Cette hétérogénéité semble délibérée : elle mêle industrie traditionnelle, innovation technologique, commerce et services numériques. L’objectif affiché est de capter une vision large des réalités économiques que rencontrent les entreprises françaises, quels que soient leur taille et leur secteur d’activité.
## Une méthode fondée sur l’écoute active des patrons
Gabriel Attal, qui doit dévoiler son équipe de campagne cette semaine, entend utiliser ce conseil comme un outil de travail opérationnel. Les discussions devraient porter sur deux axes majeurs de son programme : les baisses d’impôts promises aux entreprises et la simplification administrative. L’idée est d’identifier, grâce aux retours d’expérience des dirigeants, les mesures les plus efficaces et les modalités de mise en œuvre les plus pertinentes.
Cette démarche intervient après un premier débat présidentiel organisé par le Medef la semaine dernière, lors duquel le candidat Renaissance a été le plus applaudi par l’auditoire patronal. Ce soutien affiché du monde économique constitue un signal fort à huit mois du scrutin, alors que les questions de compétitivité et de pouvoir d’achat des entreprises occupent une place centrale dans la campagne.
## Des patrons séduits par une approche directe
Plusieurs membres de ce conseil ont exprimé leur satisfaction quant à cette initiative. Bernard Cohen Haddad, président de la CPME d’Île-de-France et du think tank Étienne Marcel, souligne auprès de BFM Business : « C’est le seul qui a décroché son téléphone pour me demander de travailler avec lui.
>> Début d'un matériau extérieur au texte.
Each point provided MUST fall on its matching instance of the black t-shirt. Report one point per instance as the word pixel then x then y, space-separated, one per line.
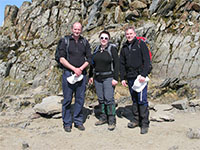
pixel 102 63
pixel 78 52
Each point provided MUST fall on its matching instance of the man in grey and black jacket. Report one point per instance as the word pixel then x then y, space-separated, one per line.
pixel 134 61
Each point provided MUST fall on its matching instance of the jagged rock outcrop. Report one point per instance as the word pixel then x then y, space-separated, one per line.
pixel 30 33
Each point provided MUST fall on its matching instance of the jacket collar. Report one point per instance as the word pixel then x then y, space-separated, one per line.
pixel 127 43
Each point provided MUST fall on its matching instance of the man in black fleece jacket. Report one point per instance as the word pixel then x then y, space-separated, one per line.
pixel 134 61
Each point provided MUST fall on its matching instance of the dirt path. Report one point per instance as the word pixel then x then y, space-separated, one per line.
pixel 17 129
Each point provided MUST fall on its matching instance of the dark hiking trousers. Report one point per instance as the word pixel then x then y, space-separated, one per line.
pixel 79 90
pixel 140 105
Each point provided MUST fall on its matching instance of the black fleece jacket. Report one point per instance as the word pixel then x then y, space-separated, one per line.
pixel 78 52
pixel 134 60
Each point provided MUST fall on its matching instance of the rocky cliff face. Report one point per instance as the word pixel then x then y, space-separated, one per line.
pixel 30 34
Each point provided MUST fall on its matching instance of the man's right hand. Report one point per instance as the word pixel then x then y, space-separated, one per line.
pixel 124 83
pixel 91 81
pixel 77 71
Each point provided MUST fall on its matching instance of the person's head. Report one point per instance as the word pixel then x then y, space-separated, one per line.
pixel 130 33
pixel 76 29
pixel 104 37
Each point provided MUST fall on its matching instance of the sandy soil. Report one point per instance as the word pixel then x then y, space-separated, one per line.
pixel 17 129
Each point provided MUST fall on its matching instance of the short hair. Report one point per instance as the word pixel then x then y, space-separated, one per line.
pixel 105 32
pixel 130 27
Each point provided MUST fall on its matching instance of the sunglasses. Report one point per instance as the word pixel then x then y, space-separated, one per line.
pixel 103 38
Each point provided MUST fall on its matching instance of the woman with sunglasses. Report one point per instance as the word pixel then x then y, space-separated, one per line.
pixel 105 69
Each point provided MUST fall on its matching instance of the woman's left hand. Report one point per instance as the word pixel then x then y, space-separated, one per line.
pixel 114 82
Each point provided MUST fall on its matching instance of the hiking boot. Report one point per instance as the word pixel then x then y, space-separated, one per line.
pixel 80 127
pixel 111 127
pixel 144 130
pixel 132 125
pixel 67 128
pixel 100 122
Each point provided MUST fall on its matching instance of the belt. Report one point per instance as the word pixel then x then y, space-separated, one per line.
pixel 103 73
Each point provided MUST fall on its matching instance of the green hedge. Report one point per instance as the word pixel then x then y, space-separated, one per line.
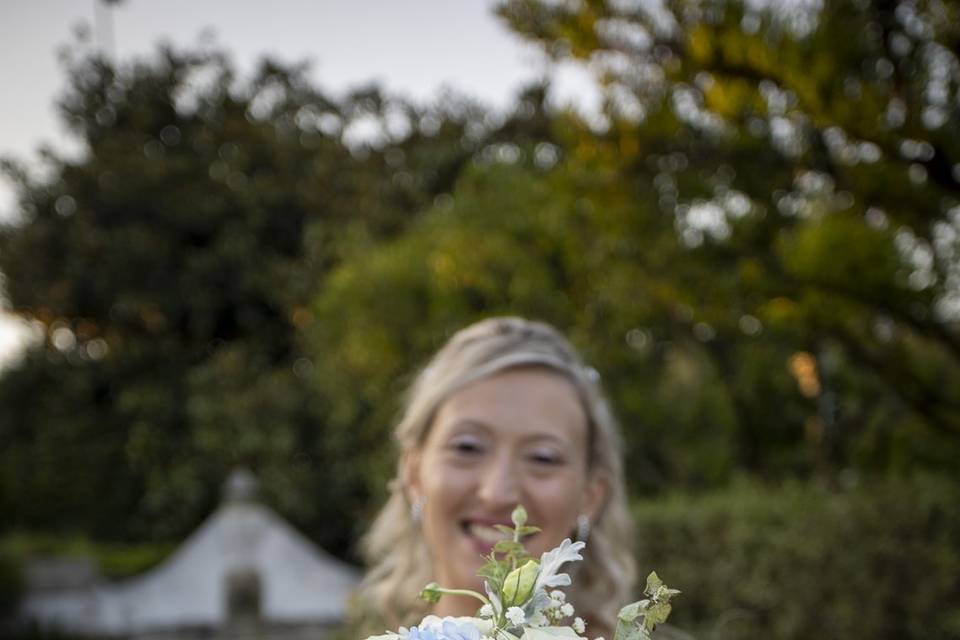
pixel 880 561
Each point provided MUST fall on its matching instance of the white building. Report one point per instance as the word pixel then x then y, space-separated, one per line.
pixel 243 573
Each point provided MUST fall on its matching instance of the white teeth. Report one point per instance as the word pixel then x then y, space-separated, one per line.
pixel 485 533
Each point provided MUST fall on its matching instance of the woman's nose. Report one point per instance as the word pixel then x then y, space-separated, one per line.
pixel 499 484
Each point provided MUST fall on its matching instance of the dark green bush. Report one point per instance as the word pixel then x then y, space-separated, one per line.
pixel 11 584
pixel 880 561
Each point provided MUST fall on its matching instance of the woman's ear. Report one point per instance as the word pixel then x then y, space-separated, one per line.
pixel 410 474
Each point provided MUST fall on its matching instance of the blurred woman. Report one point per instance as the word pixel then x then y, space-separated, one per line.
pixel 505 413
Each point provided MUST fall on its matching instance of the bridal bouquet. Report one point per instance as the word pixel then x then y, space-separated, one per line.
pixel 522 601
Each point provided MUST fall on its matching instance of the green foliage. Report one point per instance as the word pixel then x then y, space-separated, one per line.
pixel 113 560
pixel 878 561
pixel 638 620
pixel 170 267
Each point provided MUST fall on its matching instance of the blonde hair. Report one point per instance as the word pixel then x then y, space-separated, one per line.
pixel 395 547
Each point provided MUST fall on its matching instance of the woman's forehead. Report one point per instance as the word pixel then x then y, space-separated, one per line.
pixel 528 399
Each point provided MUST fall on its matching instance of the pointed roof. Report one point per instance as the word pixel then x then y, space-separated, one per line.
pixel 298 582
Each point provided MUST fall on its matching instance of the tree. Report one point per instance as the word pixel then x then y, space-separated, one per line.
pixel 171 266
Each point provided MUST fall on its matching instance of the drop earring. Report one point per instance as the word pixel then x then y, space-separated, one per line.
pixel 583 527
pixel 416 508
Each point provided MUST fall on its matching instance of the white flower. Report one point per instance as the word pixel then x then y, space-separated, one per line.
pixel 515 616
pixel 579 625
pixel 538 620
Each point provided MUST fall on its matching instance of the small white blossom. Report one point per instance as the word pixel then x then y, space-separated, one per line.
pixel 579 625
pixel 538 620
pixel 515 616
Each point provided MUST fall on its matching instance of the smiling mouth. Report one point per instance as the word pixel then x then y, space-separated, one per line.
pixel 483 533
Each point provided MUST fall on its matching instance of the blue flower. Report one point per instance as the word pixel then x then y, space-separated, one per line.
pixel 434 628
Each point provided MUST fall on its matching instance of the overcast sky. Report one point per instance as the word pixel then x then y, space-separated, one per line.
pixel 411 47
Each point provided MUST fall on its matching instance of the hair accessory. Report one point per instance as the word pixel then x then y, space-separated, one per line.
pixel 583 527
pixel 416 508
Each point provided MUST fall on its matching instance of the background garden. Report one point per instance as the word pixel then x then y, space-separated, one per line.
pixel 757 245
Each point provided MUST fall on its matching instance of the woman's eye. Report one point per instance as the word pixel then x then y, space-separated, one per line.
pixel 466 447
pixel 545 457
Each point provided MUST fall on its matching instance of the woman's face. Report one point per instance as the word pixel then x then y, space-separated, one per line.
pixel 517 437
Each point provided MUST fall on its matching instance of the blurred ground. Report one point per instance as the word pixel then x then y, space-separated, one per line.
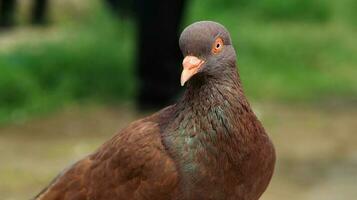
pixel 316 147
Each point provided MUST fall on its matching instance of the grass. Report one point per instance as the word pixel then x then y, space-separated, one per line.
pixel 288 51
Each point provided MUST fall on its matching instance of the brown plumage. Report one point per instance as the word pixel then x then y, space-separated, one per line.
pixel 209 145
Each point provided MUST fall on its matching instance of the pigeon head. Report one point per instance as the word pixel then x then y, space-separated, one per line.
pixel 207 49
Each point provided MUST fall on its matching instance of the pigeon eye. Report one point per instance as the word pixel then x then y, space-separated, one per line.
pixel 217 46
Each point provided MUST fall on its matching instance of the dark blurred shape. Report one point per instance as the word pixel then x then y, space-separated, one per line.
pixel 8 8
pixel 39 11
pixel 7 13
pixel 159 57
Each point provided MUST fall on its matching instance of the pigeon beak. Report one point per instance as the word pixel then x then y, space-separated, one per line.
pixel 191 65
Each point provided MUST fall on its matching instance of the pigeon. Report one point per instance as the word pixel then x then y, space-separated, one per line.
pixel 208 145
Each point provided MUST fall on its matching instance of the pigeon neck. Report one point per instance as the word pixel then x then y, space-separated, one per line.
pixel 222 89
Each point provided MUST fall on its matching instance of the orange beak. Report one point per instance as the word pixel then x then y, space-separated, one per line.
pixel 191 65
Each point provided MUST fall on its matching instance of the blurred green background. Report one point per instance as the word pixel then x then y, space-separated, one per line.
pixel 65 88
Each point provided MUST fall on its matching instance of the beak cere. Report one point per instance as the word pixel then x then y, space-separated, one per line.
pixel 191 65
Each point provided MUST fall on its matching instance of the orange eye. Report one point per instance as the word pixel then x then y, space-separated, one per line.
pixel 217 46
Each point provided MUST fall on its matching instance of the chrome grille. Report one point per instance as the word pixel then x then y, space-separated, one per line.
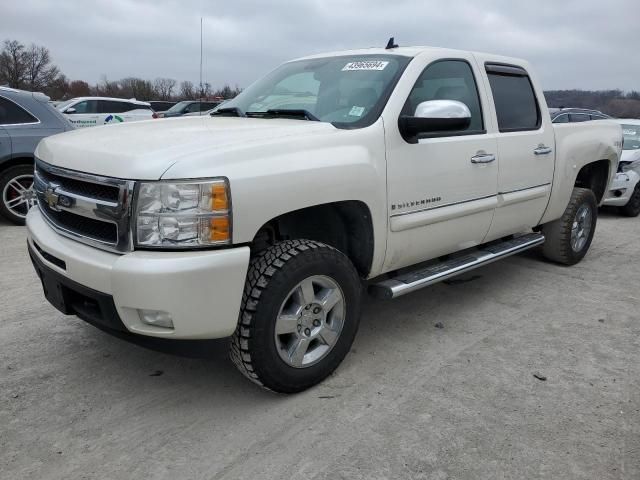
pixel 91 209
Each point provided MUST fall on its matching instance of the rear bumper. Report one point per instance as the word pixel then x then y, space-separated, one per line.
pixel 201 291
pixel 621 189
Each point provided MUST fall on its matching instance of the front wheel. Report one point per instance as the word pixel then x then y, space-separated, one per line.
pixel 299 315
pixel 632 208
pixel 568 239
pixel 17 195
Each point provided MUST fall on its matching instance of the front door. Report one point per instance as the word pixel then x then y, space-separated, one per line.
pixel 441 186
pixel 5 145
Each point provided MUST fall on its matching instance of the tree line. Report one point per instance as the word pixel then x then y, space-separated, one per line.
pixel 612 102
pixel 32 68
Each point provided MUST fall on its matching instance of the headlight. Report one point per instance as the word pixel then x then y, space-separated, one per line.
pixel 183 214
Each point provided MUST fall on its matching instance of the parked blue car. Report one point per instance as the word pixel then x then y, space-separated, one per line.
pixel 25 119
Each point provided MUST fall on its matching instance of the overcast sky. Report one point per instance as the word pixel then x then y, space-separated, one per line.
pixel 588 44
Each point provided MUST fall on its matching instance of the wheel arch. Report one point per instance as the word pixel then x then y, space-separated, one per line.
pixel 595 176
pixel 345 225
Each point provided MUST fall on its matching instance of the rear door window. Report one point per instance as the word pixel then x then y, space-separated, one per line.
pixel 515 100
pixel 579 117
pixel 13 114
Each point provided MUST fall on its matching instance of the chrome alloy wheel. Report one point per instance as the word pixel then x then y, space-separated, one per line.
pixel 310 321
pixel 581 228
pixel 18 195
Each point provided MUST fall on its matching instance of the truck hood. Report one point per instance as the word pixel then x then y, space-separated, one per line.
pixel 145 150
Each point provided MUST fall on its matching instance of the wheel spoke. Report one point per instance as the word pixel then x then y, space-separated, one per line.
pixel 328 336
pixel 306 292
pixel 15 202
pixel 330 300
pixel 297 351
pixel 286 324
pixel 17 186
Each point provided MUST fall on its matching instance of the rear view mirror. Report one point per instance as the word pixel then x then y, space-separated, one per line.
pixel 435 116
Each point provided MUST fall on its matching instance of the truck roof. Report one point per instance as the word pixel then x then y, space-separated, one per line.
pixel 130 100
pixel 412 51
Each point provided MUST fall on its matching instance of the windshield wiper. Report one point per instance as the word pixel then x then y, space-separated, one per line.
pixel 232 111
pixel 285 113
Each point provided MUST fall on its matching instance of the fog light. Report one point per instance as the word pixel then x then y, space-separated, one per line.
pixel 156 318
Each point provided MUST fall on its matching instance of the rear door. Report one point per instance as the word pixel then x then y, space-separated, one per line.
pixel 526 144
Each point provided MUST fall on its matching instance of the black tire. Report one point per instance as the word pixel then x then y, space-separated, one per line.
pixel 15 214
pixel 272 277
pixel 632 208
pixel 558 245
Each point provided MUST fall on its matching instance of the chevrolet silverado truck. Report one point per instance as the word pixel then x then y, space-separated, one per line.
pixel 380 169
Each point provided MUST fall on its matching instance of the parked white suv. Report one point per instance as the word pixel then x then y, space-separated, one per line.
pixel 388 168
pixel 94 111
pixel 625 189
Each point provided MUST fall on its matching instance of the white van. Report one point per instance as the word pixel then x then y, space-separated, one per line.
pixel 93 111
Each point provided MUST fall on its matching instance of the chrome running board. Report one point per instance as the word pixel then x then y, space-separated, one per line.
pixel 464 262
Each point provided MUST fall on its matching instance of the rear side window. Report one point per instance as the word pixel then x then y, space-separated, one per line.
pixel 86 106
pixel 579 117
pixel 562 118
pixel 514 97
pixel 12 114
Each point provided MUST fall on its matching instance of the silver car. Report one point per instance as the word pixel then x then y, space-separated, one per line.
pixel 25 119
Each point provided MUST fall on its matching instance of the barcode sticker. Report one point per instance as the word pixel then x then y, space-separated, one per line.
pixel 369 65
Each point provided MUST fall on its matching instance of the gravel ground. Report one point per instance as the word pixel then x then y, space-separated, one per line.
pixel 412 401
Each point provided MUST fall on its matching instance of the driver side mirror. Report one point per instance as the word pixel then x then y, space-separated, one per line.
pixel 435 116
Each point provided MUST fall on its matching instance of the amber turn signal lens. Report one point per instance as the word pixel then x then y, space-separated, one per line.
pixel 219 229
pixel 219 199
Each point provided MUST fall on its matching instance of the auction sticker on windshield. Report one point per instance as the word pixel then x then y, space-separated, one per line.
pixel 369 65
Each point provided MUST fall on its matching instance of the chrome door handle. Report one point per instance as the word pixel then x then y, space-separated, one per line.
pixel 542 150
pixel 483 158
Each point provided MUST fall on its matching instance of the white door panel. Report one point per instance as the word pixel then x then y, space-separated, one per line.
pixel 441 199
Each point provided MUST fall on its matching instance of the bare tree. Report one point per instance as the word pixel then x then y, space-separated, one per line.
pixel 12 64
pixel 40 73
pixel 79 88
pixel 186 90
pixel 164 88
pixel 137 88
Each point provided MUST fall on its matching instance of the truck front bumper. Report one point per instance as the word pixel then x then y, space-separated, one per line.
pixel 200 291
pixel 621 189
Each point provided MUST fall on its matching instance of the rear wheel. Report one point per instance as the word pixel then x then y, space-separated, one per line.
pixel 568 239
pixel 17 194
pixel 632 208
pixel 299 315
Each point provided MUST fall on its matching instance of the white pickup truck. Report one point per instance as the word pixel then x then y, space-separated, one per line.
pixel 389 169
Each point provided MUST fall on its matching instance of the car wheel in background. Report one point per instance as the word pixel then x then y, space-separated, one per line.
pixel 632 208
pixel 568 239
pixel 299 315
pixel 16 193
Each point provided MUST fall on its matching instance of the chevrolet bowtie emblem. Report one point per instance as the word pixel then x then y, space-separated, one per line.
pixel 51 197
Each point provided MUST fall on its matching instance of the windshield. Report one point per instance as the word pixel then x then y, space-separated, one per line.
pixel 178 107
pixel 349 91
pixel 631 137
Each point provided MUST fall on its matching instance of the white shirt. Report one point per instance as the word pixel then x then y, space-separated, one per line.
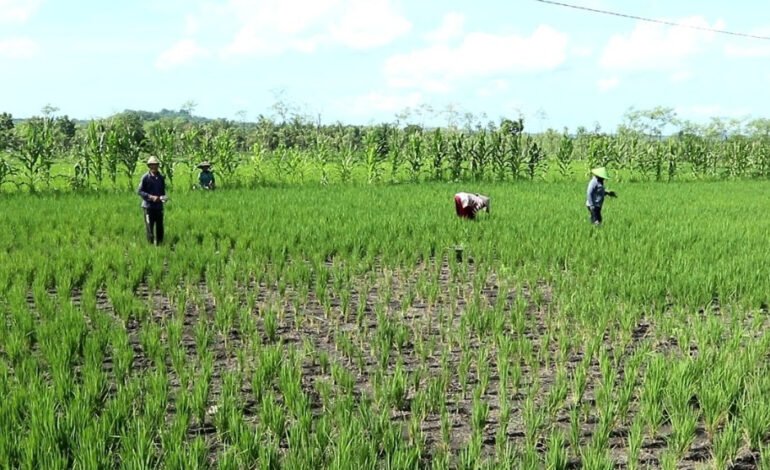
pixel 477 200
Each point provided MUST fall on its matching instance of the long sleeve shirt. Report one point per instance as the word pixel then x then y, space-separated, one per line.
pixel 151 185
pixel 205 179
pixel 595 193
pixel 476 201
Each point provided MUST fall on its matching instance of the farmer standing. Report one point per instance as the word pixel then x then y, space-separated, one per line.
pixel 467 204
pixel 595 194
pixel 206 177
pixel 152 190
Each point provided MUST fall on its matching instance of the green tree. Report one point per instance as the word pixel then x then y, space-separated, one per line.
pixel 36 150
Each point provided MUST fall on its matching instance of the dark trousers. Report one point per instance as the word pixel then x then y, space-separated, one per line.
pixel 596 215
pixel 153 221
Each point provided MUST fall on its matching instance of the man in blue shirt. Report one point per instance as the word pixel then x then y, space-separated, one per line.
pixel 152 190
pixel 595 194
pixel 206 177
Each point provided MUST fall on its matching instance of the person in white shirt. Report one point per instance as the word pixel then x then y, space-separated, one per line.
pixel 467 204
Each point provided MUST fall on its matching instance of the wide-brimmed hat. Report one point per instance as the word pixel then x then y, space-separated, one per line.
pixel 601 172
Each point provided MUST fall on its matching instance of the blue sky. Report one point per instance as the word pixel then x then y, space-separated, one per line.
pixel 365 61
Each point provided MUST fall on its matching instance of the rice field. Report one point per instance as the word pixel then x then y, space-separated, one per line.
pixel 369 327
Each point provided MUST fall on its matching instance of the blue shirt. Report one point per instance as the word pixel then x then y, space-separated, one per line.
pixel 595 193
pixel 151 185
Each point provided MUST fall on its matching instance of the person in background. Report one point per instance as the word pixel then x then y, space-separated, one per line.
pixel 206 177
pixel 595 194
pixel 152 190
pixel 467 204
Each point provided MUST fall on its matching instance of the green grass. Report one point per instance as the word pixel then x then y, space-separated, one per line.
pixel 311 326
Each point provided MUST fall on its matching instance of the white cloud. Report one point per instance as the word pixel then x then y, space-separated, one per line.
pixel 276 26
pixel 18 48
pixel 183 52
pixel 478 55
pixel 368 23
pixel 493 88
pixel 451 28
pixel 383 102
pixel 191 25
pixel 732 50
pixel 606 84
pixel 17 11
pixel 655 46
pixel 712 110
pixel 681 76
pixel 581 51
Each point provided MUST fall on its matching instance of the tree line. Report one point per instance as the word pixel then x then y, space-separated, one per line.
pixel 107 153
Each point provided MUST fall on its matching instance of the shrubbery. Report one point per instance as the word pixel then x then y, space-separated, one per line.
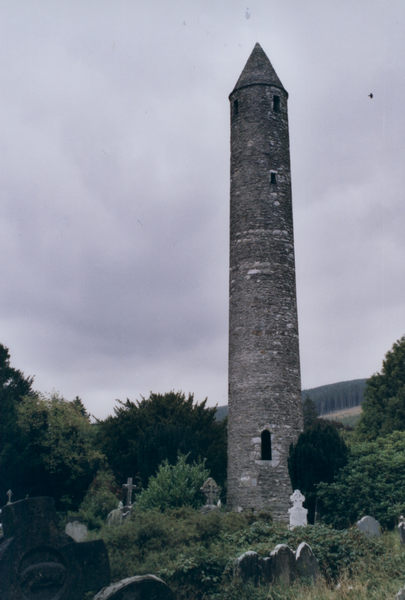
pixel 194 553
pixel 174 486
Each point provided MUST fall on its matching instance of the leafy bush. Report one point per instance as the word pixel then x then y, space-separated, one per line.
pixel 140 435
pixel 99 500
pixel 174 486
pixel 384 397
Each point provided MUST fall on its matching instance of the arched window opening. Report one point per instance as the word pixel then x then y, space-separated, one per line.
pixel 266 445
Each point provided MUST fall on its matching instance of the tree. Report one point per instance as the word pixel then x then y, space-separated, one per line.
pixel 55 452
pixel 317 456
pixel 14 385
pixel 141 435
pixel 100 498
pixel 310 412
pixel 372 482
pixel 383 409
pixel 174 486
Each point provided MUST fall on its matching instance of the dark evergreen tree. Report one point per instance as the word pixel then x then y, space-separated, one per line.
pixel 383 409
pixel 310 412
pixel 140 435
pixel 317 456
pixel 14 385
pixel 55 452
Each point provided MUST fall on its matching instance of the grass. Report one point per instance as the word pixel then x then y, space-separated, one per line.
pixel 194 554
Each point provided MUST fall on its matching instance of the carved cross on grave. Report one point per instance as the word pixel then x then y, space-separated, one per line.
pixel 38 562
pixel 211 490
pixel 129 487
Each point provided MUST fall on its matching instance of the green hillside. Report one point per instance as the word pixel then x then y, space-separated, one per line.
pixel 328 398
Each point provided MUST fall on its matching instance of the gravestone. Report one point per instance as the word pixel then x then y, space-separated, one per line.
pixel 37 562
pixel 306 563
pixel 76 530
pixel 401 529
pixel 401 594
pixel 116 516
pixel 283 564
pixel 298 514
pixel 247 567
pixel 145 587
pixel 211 491
pixel 369 526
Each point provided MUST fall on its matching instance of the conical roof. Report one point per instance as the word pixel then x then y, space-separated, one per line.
pixel 258 70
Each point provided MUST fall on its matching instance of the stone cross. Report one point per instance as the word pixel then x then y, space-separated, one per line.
pixel 298 514
pixel 211 490
pixel 129 487
pixel 37 561
pixel 401 529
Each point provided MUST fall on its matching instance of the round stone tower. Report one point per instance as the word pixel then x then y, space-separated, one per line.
pixel 265 410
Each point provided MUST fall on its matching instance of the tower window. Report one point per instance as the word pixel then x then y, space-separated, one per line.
pixel 266 445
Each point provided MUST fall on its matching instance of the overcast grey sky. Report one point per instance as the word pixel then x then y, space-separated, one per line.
pixel 114 181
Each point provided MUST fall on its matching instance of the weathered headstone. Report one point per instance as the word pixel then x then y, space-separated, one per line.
pixel 306 563
pixel 37 562
pixel 267 571
pixel 76 530
pixel 130 487
pixel 145 587
pixel 247 567
pixel 298 514
pixel 401 529
pixel 211 491
pixel 283 564
pixel 369 526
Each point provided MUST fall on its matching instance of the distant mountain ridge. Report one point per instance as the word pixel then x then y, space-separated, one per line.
pixel 328 398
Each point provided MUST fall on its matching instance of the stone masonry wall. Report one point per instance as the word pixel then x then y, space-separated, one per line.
pixel 264 373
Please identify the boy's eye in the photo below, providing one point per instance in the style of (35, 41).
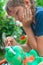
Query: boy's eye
(17, 12)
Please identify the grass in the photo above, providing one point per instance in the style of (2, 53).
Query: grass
(1, 55)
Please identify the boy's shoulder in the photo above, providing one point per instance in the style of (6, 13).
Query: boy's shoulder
(39, 9)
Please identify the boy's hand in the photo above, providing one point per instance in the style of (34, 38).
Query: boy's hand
(9, 41)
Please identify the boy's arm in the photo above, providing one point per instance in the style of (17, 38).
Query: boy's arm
(31, 37)
(3, 61)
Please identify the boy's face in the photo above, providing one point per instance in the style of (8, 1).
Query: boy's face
(9, 41)
(22, 13)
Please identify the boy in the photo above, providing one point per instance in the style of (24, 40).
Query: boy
(32, 20)
(9, 41)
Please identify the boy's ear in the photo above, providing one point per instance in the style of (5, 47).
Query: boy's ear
(27, 1)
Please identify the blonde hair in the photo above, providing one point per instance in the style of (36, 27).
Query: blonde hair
(14, 3)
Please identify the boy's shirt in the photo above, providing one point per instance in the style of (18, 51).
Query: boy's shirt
(38, 26)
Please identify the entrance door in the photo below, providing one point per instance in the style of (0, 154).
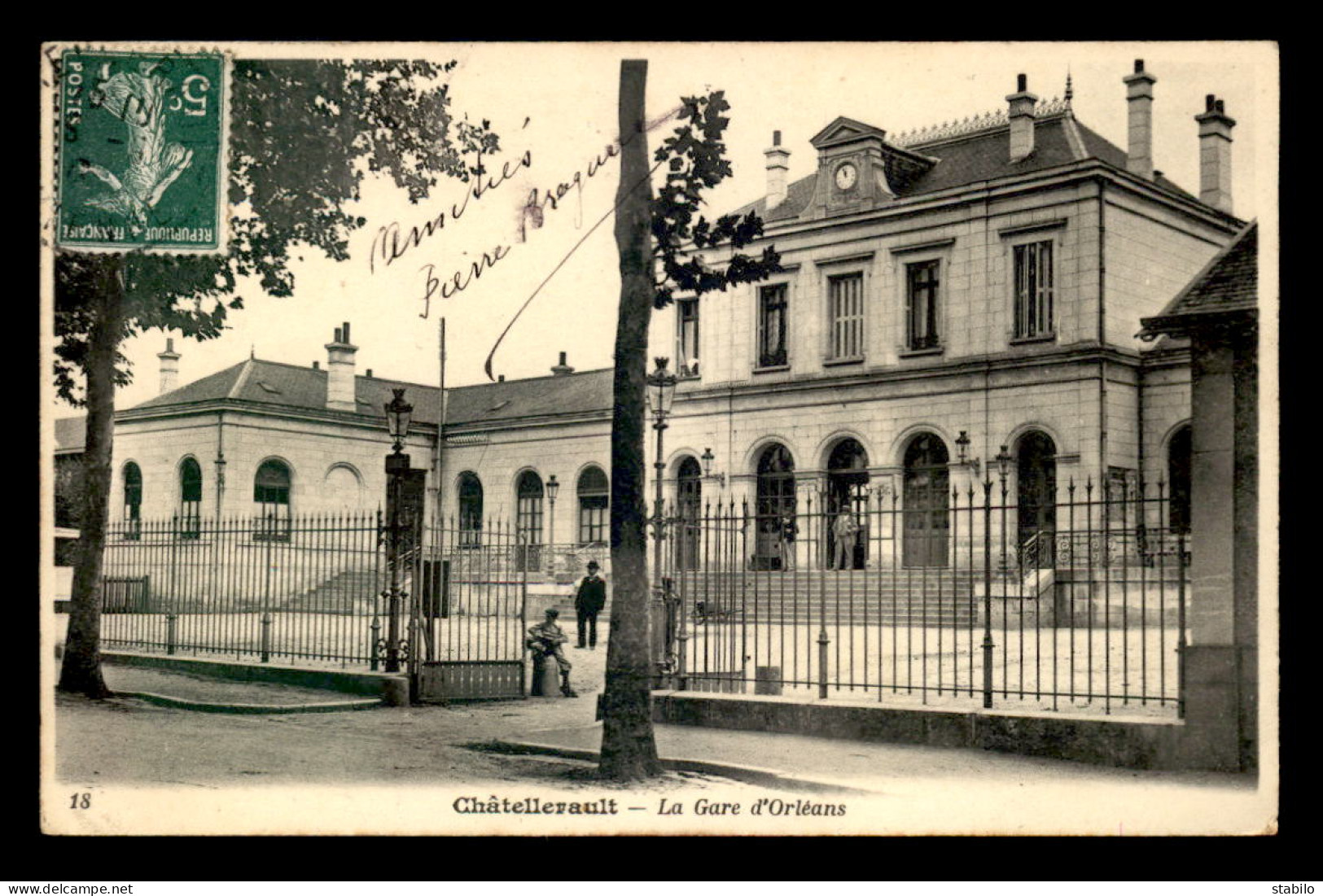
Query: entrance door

C’est une façon de considérer que l’économie est tellement importante qu’il ne faut pas la confier seulement aux politiques ». Ce témoignage illustre l’attente d’une partie du patronat d’être davantage associée à l’élaboration des politiques économiques.
Sylvie Cazenave-Péré, présidente du groupe industriel Posson Packaging, souhaite quant à elle mettre son savoir-faire au service de cette réflexion collective. La dimension bénévole et indépendante du dispositif est présentée comme une garantie de sincérité des échanges, loin des logiques partisanes.
## Un enjeu stratégique pour la campagne présidentielle
La création de ce conseil de patrons s’inscrit dans une stratégie plus large de crédibilisation du candidat sur les questions économiques. En s’appuyant sur des dirigeants reconnus, Gabriel Attal cherche à démontrer sa capacité à gouverner avec les acteurs de terrain plutôt que de s’en tenir à des considérations théoriques. Cette approche pragmatique pourrait séduire un électorat attentif aux problématiques de croissance et d’emploi.
Reste à voir comment ces recommandations se traduiront concrètement dans le programme final du candidat. La composition de l’équipe de campagne, attendue cette semaine, donnera un premier aperçu de la place accordée à ce conseil dans la machine électorale. Les prochains mois diront si cette alliance entre politique et patronat produira des effets tangibles sur les propositions économiques de celui qui aspire à entrer à l’Élysée.